Permasalahan ekonomi semakin menjadi ancaman serius yang terus membelenggu masyarakat menengah ke bawah bagi masyarakat Indonesia yang tersebar di berbagai daerah-daerah. Kebijakan menaikkan tarif administrasi kendaraan justru menjadi kekhawatiran tambahan yang semakin menjerat kelompok masyarakat menengah yang terjebak dalam keadaan dan keputusan pemerintah dalam mengeluarkan kebijakan tarif baru PNPB ini. Padahal kita ketahui bersama bahwa kendaraan-kendaran berrmotor adalah penggerak kegiatan perekonomian yang diandalkan oleh sektor usaha menengah ke bawah, tidak hanya para sopir angkutan umum tetapi bahkan bagi sekelompok pekerja yang berangkat ke tempat kerjanya dengan berkendara. Bagi mereka nelayan dan petani yang juga berkendara, di mana mereka semuanya terus ditekan kebijakan pemerintah yang semakin memperbesar biaya produksi sementara penghasilan yang didapatkannya terus anjlok dan semakin tak bernilai apa-apa. Dampaknya akan semakin terasa ketika semua hal menjadi diukur dengan uang semata, dan pada akhirnya kesenjangan yang terjadi menyebabkan angka kriminalitas terus bertambah siignifikan menjatuhkan tingkat keamanan masyarakat yang dicemaskan.

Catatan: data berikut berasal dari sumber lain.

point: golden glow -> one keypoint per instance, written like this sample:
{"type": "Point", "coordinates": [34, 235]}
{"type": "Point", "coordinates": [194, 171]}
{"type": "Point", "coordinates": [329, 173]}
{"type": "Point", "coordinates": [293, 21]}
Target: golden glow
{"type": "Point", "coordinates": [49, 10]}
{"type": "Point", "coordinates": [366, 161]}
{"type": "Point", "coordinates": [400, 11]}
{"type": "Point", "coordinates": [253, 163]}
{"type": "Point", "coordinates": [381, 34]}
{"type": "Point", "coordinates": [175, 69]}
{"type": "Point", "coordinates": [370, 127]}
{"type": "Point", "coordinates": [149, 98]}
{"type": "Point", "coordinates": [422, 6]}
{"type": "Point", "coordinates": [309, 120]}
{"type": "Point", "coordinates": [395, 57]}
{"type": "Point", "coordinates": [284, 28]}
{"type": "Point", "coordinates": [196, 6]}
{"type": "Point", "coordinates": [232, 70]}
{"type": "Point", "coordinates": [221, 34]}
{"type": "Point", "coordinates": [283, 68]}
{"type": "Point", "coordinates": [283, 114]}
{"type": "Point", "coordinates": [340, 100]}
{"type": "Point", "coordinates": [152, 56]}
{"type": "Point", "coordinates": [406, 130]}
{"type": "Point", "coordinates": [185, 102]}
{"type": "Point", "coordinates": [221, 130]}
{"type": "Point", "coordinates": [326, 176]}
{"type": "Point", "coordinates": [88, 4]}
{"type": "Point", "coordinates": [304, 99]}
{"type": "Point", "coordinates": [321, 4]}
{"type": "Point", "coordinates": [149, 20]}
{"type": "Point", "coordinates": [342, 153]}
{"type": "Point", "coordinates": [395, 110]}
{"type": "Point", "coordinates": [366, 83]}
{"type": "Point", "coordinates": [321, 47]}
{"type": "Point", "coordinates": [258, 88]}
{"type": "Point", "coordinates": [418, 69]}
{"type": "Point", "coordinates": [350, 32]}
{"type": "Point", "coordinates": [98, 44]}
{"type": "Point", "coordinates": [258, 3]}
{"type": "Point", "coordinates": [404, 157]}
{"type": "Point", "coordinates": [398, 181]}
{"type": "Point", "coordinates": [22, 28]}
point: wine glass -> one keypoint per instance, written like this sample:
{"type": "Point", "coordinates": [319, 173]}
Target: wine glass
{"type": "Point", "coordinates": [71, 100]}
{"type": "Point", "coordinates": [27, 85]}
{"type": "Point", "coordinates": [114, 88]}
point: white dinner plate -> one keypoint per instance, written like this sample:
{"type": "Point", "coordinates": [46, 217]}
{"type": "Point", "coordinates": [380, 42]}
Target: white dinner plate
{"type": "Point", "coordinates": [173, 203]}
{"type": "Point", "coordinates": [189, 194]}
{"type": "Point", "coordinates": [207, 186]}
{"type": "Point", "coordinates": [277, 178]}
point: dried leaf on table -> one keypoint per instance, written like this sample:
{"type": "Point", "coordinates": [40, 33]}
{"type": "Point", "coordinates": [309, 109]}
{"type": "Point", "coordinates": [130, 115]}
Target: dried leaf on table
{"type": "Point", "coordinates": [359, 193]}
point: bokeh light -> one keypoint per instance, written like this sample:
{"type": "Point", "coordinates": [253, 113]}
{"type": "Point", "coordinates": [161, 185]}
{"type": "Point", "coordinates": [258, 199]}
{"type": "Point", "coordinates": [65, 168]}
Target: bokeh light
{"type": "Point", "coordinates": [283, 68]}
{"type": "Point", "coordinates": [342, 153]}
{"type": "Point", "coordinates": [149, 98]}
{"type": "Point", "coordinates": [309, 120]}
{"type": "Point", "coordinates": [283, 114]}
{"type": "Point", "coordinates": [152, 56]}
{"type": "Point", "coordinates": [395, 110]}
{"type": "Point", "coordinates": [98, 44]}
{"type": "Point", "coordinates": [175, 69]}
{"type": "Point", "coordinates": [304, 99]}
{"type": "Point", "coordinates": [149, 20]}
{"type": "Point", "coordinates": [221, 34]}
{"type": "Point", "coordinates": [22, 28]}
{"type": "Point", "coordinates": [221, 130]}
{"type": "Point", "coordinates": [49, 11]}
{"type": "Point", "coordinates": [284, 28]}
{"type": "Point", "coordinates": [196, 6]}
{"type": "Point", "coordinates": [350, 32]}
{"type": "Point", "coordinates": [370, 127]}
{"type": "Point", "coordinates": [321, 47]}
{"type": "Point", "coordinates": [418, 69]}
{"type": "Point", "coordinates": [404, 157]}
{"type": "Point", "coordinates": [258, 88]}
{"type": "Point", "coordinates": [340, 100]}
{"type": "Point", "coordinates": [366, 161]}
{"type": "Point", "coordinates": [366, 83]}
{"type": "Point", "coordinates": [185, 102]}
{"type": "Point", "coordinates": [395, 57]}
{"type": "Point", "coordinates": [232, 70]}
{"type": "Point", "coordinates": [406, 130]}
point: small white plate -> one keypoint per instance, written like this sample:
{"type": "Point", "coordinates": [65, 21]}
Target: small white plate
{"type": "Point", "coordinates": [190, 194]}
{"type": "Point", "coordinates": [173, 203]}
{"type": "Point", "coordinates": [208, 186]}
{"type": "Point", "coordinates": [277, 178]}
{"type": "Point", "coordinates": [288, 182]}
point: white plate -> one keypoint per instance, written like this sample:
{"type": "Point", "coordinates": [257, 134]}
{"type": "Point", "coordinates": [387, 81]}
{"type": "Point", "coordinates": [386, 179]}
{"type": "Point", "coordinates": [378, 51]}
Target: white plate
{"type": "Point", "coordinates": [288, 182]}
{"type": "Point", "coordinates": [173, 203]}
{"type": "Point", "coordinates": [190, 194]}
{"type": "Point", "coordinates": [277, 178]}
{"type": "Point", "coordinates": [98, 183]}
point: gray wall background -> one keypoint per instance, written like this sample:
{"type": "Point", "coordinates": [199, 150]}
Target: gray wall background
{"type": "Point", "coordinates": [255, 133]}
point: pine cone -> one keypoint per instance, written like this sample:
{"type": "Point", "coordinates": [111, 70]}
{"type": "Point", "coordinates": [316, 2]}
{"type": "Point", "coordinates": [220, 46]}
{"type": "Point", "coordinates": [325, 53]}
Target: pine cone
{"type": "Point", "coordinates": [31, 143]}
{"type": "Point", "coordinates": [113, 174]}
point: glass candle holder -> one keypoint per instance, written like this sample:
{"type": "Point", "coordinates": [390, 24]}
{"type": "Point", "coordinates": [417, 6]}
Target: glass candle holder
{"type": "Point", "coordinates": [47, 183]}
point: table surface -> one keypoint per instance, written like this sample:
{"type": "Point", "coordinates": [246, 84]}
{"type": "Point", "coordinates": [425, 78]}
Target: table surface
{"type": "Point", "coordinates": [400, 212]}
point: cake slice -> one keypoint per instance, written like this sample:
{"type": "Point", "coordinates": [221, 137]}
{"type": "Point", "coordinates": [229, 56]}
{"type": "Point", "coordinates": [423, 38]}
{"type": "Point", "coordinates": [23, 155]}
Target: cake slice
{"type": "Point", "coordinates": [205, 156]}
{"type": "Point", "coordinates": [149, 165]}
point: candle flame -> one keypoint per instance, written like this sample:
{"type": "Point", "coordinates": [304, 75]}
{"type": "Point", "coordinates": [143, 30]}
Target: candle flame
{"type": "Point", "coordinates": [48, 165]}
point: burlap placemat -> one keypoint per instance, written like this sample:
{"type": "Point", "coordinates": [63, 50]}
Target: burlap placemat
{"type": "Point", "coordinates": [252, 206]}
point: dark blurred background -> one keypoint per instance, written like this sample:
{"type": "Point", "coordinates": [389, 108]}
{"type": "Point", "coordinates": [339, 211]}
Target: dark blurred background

Pada akhirya masyarakat tentunya berharap agar kebijakan ini dirasa perlu untuk ditinjau ulang. Kenaikan tarif dan peningkatan pelayanan adalah hal yang wajar dan dapat diterima jika hal tersebut dapat dirasionalisasikan dengan berbagai pertmbangan yang lebih bijak khususnya memperhatikan bagaimana masyarakat Indonesia secara menyeluruh merespon kebijakan yang terkesan sangat terburu-buru ini. Pada akhirnya pemerintah perlu meninjau kembali kebijakan menaikkan biaya pengurusan surat-surat kendaraan ini agar tidak justru menyengsarakan dan  mampu sesuai dengan situasi dan kondusi ekonomi masyarakat saat ini sehingga dapat diterima secara bijak oleh masyarakat itu sendiri sebagai Penguasa di atas Penguasa.